A layoff is the termination of employment of an employee or (more commonly) a group of employees for business reasons, such as the decision that certain positions are no longer necessary. Originally the term "layoff" referred specifically to a temporary interruption in work, as when factory work cyclically falls off. However, the term has long been applied also to the permanent elimination of positions as a cost-cutting measure (or for other reasons.)


 


Further euphemisms are often used to "soften the blow" in the process of firing and being fired, including redundancy, downsize and rightsize, workforce reduction and reduction in force. Mass layoff implies laying off a large number of workers. Attrition implies that positions will be eliminated as workers quit or retire. Early retirement means workers may quit now yet still remain eligible for their retirement benefits later.


Reasoning

A layoff is typically driven by one of two forces. In the first case, the goal is to increase a company's profits.
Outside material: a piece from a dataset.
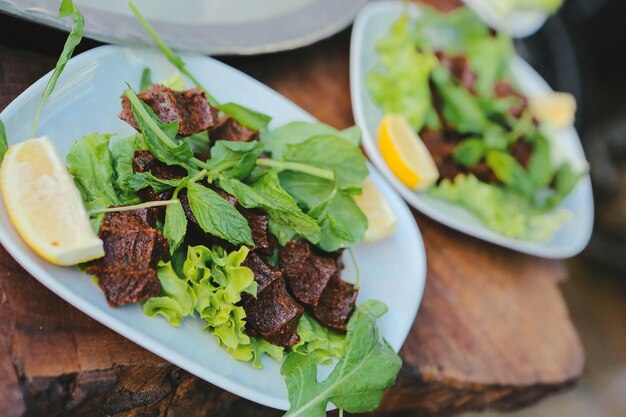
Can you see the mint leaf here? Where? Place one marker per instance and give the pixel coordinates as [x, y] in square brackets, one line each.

Typically the reasoning is that the company will be able to generate the same gross revenues in the future with a smaller number of workers: if the company's revenues do indeed stay constant while labor costs go down, then self-evidently profit will be increased. However, some layoffs occur even when management believes that revenue might actually go down: this usually occurs when there are other firms in the same industry who are performing better, or when a company needs to reduce excess capacity during times of lower volumes. A layoff, or even the suggestion of a layoff, may motivate workers to be more productive. Often, however, rumors of an impending layoff sap productivity as employees who are likely to be affected engage in searching for a new job.


 


In the second case, downsizing is driven by macroeconomic forces. A company determines that its workers can no longer profitably produce products at current market prices. A company will only employ workers when the per-hour value of their output (marginal productivity of labor) exceeds the cost to employ those workers.


United States

Throughout the last quarter of the 20th century, the manufacturing sector has seen massive downsizing due to increased per-worker productivity, technology advances that have rendered human labor obsolete and the availability of lower-cost labor overseas.


 


U.S. manufacturing companies have also increasingly shifted production overseas, closing down factories in the U.S. and establishing factories and assembly plants in Latin America, the People's Republic of China, Veitnam, etc., or using manufacturing sub-contractors owning such facilities. U.S. manufacturing and service companies have also opened call centers in India or sub-contracted with companies owing such facilities.